Love to Workout

We all know that we should exercise – but how many of us really love it? As it turns out, I am not afraid to admit to being a total exercise addict. Never into sport at school, the fitness bug really bit in my early 20s – but it wasn’t until I became pregnant and my body started to change that I became truly obsessed! And I am convinced that the exercise I did in pregnancy contributed a great deal to the active, swift and straightforward labours I had with both my children. After the arrival of my first baby, exercise became absolutely fundamental to my postnatal recovery… and sanity!

Here are some of the things I love about exercise both in pregnancy and postpartum.

In pregnancy, exercise can:

  • Boost our energy levels and top up those feel good endorphins when changing pregnancy hormones can be running riot!
  • Stabilise our body to protect against things like PGP.
  • Counterbalance bad posture to prevent rounded shoulders or a hollowed lower back, and backache.
  • Teach us how to move in a pregnancy-safe way; creating awareness of our body to improve our neurological connection with muscle for more effective & efficient movements in pregnancy, but also creating powerful muscle memory to aid postnatal recovery.
  • Encourage pelvic floor engagement to help support our baby’s weight in pregnancy, and learn how to then relax it in childbirth!
  • Harness the power of breath to calm our minds, better activate our muscles, energise and help with contraction pain.
  • Develop strength and stamina to aid an active childbirth, make recovery easier and equip us for the athleticism of parenthood.

After having a baby, postnatal fitness can:

  • Re-strengthen your body and work on the specific areas which need special attention after the pressures of pregnancy and childbirth – namely your core, including the pelvic floor. If not done correctly in postnatal recovery, women can be left with abdominal separation, or ‘doming’, and incontinence issues.
  • Building strength & endurance for carrying your baby, pushing the buggy etc, and then needing to be more active as your baby becomes a toddler / child.
  • Boost your mood with endorphins and offer valuable ‘you’ time, as well as easing the anxieties of early parenthood through breath work.
  • Provide the perfect antidote to the hours spent holding or feeding your little one with stretches for your neck, shoulders and back.
  • Get you out of the house and meeting other mums and little ones if you choose to find a class environment.

If you’re a new mum or mum-to-be looking to start some pregnancy or postnatal exercise here are our top fitness tips to set you up for success!

  1. Consult the experts – find pre- and postnatally qualified instructors and check with your healthcare professionals that they are happy for you to start exercise in pregnancy or after childbirth.
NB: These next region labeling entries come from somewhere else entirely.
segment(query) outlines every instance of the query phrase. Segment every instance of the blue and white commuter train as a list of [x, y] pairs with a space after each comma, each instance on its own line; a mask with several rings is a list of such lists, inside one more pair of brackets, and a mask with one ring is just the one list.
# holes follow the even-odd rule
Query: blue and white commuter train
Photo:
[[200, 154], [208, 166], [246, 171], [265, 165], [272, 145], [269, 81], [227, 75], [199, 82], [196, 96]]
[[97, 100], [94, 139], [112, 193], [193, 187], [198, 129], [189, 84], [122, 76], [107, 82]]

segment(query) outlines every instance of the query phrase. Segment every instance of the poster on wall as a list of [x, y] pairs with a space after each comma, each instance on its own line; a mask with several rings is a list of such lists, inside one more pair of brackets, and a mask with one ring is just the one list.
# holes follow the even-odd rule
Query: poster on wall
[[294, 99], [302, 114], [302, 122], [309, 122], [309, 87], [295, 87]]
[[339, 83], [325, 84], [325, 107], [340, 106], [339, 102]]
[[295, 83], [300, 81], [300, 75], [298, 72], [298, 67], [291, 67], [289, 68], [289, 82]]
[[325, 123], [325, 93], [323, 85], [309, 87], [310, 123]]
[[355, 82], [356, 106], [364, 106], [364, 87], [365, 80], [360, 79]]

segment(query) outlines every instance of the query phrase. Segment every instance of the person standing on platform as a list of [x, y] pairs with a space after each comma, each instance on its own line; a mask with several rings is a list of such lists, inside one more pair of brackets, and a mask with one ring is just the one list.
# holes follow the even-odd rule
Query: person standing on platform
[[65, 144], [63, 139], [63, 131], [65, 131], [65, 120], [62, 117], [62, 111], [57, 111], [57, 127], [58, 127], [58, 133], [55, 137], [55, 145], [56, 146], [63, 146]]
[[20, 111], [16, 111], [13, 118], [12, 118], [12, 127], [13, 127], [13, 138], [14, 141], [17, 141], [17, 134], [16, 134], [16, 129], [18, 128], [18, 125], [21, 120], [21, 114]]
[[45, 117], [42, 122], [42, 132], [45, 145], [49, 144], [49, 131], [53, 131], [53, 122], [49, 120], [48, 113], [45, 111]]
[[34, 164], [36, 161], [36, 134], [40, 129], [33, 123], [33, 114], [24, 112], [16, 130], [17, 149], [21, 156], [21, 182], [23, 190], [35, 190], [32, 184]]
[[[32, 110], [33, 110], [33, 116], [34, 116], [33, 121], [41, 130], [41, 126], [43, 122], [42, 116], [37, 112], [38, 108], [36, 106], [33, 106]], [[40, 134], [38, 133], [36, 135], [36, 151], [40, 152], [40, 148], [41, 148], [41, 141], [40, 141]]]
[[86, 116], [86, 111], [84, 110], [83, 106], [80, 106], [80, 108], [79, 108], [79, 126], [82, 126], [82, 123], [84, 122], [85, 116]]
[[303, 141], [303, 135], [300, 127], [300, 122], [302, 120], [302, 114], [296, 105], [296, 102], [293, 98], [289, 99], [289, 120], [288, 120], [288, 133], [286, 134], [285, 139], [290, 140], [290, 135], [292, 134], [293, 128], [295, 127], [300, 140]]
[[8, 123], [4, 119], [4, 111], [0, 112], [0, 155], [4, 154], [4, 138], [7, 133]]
Recovery from a c-section or episiotomy can be longer than a natural delivery, but whatever kind of birth you’ve had, you should ensure you’re checked for abdominal separation (diastasis recti) and tailoring exercise to any gap until it’s healed. We have a useful video from Pilates instructor Magda on that here:
  2. Gear up – chances are your body is changing in pregnancy or has changed since you last pulled your pre-pregnancy leggings on. You may need a new sports bra to support a different chest size or that you can breastfeed in, leggings to accommodate your bump, or new trainers as softening ligaments in pregnancy can cause your feet to change size.
  3. Be prepared – get your exercise kit out the night before so you’re not rushing around trying to find everything and risk missing your opportunity.
  4. Make an exercise plan for the week – book in your exercise sessions like you would a dental appointment (except more frequently than once every 6m!). The Busylizzy App is great for that – allowing you to add a class to your calendar once you’ve booked it!
  5. If plans change due to work commitments or your baby not settling, don’t write the day off! Wrap up and head out for a walk instead. Fresh air is a great mood booster and walking is a brilliant calorie burner, while also building stamina and strengthening and toning those legs and bum!
  6. Variety is the spice of life, and the key to keeping you mentally focused and physically challenged. Don’t do the same thing all the time – change it up and keep your body guessing.
  7. Find an activity you enjoy or has a social element. This is your ‘you time’ after all!
  8. Include a mind / body class such as Pilates or Yoga at least once a week to help relax the body and de-stress the mind.
  9. If weight loss is your goal (postnatally), don’t weigh yourself! Find an item of clothing that’s a little snug and use this as your reference point. Muscle weighs more than fat so you may be trimmer and down a dress size as a result of exercise, but weigh the same or just a little less which can be demoralising.
  10. If exercise starts to feel easier as you get fitter, remember to pick up the pace a little and go for the harder options available (as long as they’re safe for your stage of pregnancy or postnatal recovery).
  11. Do include a rest day to give your body a chance to recover and remember to always listen to your body.